Regolamento del Difensore Civico
Delibere 4092 del 18.12.1995, 225/65 del 21.3.1997, 1033/111 del 15.6.1998, 115/13 del 5.2.2001 e 18 del 2.4.2007


Art. 1
(Oggetto del regolamento)

  1. Il presente Regolamento disciplina l’attivazione ed il funzionamento dell’istituto del Difensore civico del Comune di Firenze.

Art. 2
(Funzioni)

  1. Il Difensore civico, in conformità ai principi di imparzialità e buon andamento della pubblica amministrazione ed in piena libertà ed indipendenza, persegue le finalità indicate dalle leggi e dallo Statuto del Comune di Firenze provvedendo alla tutela non giurisdizionale dei diritti soggettivi, degli interessi legittimi, degli interessi diffusi. E’ garante e promotore di equità e del buon andamento dell’amministrazione comunale.

 

Art. 3
(Elezione)

  1. Il Presidente del Consiglio comunale convoca il Consiglio comunale per l’elezione del Difensore civico, a norma e secondo le odalità previste dallo Statuto.
  2. Salvo i casi di decadenza, revoca, dimissioni, morte od impedimento permanente nell’esercizio delle funzioni, la seduta del Consiglio comunale dovrà tenersi prima del sessantesimo giorno precedente alla scadenza del mandato.

 

Art. 4
(Requisiti per l’elezione)

  1. Il Difensore civico è eletto fra i cittadini che sono in possesso dei requisiti per l’elezione a Consigliere comunale, abbiano conseguito quale titolo di studio il diploma di laurea ed abbiano maturato una pluriennale esperienza professionale, di pubblico impiego o di incarico elettivo nelle pubbliche amministrazioni che comprovi la necessaria competenza in discipline giuridico-amministrative.

 

Art. 5
(Incandidabilità, ineleggibilità, incompatibilità e decadenza)
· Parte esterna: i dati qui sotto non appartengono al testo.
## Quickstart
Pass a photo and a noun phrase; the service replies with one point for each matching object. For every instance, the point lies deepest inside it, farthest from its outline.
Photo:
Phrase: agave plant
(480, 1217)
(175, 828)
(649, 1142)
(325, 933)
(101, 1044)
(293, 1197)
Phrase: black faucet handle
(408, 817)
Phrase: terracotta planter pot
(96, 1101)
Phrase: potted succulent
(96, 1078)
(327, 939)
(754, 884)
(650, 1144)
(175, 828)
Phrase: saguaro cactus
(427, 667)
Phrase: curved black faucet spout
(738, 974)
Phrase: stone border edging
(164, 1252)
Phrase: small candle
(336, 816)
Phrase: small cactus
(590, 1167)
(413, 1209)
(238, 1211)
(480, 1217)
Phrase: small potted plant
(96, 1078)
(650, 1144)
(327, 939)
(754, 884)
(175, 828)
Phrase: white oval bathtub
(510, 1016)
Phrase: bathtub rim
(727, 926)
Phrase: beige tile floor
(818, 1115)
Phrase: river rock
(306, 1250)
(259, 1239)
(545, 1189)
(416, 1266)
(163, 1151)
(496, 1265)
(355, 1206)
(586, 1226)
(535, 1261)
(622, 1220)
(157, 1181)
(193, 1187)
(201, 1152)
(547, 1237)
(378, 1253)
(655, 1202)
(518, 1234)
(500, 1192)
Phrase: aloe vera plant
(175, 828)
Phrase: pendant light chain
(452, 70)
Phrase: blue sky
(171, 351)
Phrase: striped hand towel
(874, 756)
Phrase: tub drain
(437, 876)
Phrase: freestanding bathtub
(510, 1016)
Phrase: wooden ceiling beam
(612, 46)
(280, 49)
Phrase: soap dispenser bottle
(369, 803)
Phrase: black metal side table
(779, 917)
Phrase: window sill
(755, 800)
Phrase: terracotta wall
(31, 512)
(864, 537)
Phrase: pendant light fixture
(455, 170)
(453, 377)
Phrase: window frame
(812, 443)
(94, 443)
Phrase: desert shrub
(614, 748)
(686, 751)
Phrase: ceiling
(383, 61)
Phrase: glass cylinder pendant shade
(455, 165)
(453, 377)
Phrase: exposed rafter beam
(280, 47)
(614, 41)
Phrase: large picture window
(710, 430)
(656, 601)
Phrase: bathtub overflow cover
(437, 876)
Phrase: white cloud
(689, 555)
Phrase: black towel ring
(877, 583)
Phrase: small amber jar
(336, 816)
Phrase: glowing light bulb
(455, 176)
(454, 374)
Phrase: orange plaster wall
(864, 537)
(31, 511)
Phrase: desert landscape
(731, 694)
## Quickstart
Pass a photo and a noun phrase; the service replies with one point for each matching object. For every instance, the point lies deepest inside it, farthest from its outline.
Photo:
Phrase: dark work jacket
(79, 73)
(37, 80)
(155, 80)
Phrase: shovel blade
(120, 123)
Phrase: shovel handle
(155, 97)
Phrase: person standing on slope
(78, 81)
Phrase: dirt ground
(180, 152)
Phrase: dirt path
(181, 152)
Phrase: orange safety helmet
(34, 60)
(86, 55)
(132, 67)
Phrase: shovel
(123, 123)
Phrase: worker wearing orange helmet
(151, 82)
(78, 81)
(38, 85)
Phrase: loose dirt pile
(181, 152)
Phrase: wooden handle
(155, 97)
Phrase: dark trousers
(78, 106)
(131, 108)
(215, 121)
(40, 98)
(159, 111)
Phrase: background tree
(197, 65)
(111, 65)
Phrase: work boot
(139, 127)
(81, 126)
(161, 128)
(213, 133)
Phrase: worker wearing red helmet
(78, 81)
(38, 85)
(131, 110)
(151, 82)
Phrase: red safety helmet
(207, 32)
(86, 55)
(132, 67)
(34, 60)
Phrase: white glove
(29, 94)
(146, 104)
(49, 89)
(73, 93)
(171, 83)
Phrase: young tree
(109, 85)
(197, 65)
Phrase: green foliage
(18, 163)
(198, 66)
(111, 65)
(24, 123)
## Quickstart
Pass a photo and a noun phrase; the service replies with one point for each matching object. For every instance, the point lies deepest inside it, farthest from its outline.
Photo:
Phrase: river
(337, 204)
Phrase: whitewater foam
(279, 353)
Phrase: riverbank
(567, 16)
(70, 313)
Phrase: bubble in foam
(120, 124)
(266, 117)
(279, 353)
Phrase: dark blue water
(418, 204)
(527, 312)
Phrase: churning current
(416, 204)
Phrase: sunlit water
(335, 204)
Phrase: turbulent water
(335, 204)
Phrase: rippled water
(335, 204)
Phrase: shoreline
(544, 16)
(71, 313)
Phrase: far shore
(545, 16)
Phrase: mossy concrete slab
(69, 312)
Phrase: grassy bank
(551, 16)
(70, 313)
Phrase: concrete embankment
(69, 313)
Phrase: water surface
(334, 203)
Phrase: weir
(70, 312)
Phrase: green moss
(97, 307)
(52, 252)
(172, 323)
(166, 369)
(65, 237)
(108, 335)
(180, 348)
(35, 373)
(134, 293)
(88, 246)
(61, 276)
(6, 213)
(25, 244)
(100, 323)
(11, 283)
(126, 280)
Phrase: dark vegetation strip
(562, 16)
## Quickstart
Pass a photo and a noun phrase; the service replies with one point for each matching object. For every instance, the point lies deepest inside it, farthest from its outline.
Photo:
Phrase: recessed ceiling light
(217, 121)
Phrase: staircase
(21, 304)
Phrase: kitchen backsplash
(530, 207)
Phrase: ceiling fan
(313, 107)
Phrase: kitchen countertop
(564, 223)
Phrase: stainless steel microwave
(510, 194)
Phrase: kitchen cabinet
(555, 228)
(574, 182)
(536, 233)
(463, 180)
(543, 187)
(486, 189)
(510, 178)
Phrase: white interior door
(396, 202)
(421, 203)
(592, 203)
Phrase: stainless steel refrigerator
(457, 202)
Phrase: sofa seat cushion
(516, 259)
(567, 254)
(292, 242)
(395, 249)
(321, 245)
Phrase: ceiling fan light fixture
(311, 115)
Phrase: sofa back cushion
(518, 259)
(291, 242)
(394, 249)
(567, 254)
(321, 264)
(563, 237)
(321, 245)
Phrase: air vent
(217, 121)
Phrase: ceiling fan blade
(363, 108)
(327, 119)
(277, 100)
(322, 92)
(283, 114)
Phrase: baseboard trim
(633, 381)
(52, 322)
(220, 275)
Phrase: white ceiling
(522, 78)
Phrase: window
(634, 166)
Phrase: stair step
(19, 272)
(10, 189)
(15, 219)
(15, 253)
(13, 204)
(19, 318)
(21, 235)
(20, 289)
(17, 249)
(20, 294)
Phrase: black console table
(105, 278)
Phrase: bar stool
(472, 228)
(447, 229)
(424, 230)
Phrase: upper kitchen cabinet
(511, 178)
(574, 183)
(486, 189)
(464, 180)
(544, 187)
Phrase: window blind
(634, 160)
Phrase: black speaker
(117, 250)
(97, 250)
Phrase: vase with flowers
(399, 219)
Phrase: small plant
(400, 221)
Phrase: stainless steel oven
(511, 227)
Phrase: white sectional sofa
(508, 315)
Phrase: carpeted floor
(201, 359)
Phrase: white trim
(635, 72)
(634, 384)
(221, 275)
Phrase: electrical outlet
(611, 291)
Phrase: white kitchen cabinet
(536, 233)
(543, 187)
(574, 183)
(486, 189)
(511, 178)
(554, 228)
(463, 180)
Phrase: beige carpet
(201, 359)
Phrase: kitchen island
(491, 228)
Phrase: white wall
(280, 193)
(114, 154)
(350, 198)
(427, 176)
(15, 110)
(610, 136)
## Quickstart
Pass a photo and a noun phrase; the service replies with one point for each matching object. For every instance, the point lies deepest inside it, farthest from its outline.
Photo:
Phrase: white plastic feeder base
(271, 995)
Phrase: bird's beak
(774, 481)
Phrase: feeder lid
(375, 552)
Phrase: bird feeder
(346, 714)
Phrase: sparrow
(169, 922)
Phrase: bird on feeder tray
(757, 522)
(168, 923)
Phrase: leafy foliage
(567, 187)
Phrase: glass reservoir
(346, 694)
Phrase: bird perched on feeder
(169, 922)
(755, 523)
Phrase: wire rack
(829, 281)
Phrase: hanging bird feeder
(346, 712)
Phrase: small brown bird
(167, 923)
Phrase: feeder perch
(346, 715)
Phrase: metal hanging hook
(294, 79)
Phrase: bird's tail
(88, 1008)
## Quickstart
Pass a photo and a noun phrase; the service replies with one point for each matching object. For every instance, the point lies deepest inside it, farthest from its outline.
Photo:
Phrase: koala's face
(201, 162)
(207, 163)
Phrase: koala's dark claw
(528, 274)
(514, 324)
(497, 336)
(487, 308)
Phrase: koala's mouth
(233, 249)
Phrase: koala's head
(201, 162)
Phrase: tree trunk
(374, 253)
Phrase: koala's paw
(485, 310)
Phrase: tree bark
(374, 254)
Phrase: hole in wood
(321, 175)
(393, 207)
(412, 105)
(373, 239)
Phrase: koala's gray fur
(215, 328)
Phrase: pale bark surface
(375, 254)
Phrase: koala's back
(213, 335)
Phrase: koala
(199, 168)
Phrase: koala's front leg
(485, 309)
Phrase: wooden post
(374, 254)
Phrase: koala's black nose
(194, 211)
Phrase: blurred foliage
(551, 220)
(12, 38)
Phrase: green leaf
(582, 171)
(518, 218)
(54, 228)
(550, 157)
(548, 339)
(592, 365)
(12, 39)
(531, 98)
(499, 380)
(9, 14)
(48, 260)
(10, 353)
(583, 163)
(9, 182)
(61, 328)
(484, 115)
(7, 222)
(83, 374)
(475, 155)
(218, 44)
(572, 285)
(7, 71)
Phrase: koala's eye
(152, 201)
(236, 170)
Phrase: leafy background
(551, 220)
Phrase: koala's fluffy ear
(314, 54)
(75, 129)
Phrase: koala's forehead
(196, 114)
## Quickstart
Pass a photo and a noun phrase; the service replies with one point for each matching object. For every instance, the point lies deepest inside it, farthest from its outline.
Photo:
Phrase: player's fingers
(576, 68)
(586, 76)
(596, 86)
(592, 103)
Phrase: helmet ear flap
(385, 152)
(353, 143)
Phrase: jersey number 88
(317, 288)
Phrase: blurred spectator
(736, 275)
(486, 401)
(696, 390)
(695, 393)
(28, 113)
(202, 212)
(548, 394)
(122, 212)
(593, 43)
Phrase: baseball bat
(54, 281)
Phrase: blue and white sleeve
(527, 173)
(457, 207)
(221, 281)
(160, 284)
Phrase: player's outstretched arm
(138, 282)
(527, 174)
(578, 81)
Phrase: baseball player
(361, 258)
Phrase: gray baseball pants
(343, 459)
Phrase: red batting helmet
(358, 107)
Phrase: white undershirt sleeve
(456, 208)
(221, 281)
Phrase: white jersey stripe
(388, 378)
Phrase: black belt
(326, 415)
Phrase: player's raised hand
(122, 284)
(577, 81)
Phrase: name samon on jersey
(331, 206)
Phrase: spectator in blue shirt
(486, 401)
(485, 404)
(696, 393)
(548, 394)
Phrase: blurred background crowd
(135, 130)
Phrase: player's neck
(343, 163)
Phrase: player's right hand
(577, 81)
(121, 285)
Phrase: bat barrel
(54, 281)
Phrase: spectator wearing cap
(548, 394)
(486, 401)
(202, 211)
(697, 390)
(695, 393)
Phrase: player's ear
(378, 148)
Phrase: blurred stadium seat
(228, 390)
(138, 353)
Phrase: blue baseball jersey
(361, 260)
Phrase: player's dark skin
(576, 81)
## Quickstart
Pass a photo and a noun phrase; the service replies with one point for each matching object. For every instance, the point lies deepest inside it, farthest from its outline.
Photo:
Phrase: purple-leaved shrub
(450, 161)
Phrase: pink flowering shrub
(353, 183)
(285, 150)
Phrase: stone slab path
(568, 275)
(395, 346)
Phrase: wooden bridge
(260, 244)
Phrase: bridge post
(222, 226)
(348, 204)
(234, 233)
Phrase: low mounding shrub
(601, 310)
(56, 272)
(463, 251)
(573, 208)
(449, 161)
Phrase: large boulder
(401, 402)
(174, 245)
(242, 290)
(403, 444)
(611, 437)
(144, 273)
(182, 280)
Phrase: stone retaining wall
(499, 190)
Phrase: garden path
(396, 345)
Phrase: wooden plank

  1. Non sono eleggibili alla carica di Difensore civico comunale:
    1. coloro per i quali sussiste una delle cause di incandidabilità, ineleggibilità o incompatibilità previste per i Consiglieri comunali dalle vigenti disposizioni di legge;
    2. i Parlamentari, gli Assessori, i Consiglieri regionali e gli amministratori locali di cui al comma 2 dell’art. 77 "Testo unico delle leggi sull’ordinamento degli enti locali";
    3. coloro che hanno ricoperto la carica di Sindaco, Consigliere, Assessore comunale e Consigliere circoscrizionale nei precedenti due anni nel Comune di Firenze;
    4. coloro che ricoprono incarichi di responsabilità esecutiva comunque denominati nei partiti e nei movimenti politici a livello comunale, provinciale, regionale o nazionale;
    5. coloro che sono amministratori o revisori dei conti o dipendenti di società a partecipazione comunale, enti dipendenti dal Comune o ai quali esso partecipa, concessionari di pubblici servizi.
  2. Il Difensore civico non può svolgere attività né avere impieghi o incarichi, o collaborare in qualsiasi forma ad essi, che comportino il sorgere di un conflitto di interessi con l’Amministrazione, ovvero che contrastino, anche se svolti nell’interesse dell’Amministrazione, con la sua posizione di libertà e di indipendenza verso l’Amministrazione medesima.
  3. Qualora, dopo la nomina, venga accertata l’esistenza di cause originarie o sopravvenute di ineleggibilità o di incompatibilità, il Presidente del Consiglio comunale convoca il Consiglio comunale perché provveda a pronunciarsi sulla decadenza del Difensore civico, nei medesimi termini e con le stesse modalità previste per la contestazione delle suddette cause ai Consiglieri comunali.
  4. Costituisce causa di decadenza l’accettazione di candidature ad elezioni nel territorio del Comune di Firenze.
  5. L’elezione del nuovo Difensore civico deve effettuarsi entro sessanta giorni dalla pronuncia di decadenza con le stesse modalità di cui all’art. 3 del presente regolamento.

 

Art. 6
(Revoca del Difensore civico)

  1. Il Difensore civico è revocato dal Consiglio comunale quando riporti taluna delle condanne previste dal comma 1 dell’art. 58 "Testo unico delle leggi sull’ordinamento degli enti locali".
  2. Il Difensore civico può essere, altresì, revocato per gravi motivi connessi all’esercizio delle sue funzioni sulla base di una mozione firmata da un terzo dei Consiglieri comunali.
  3. Nel caso di cui al comma 2, la revoca del Difensore civico è deliberata con le stesse modalità previste dallo Statuto per la sua elezione.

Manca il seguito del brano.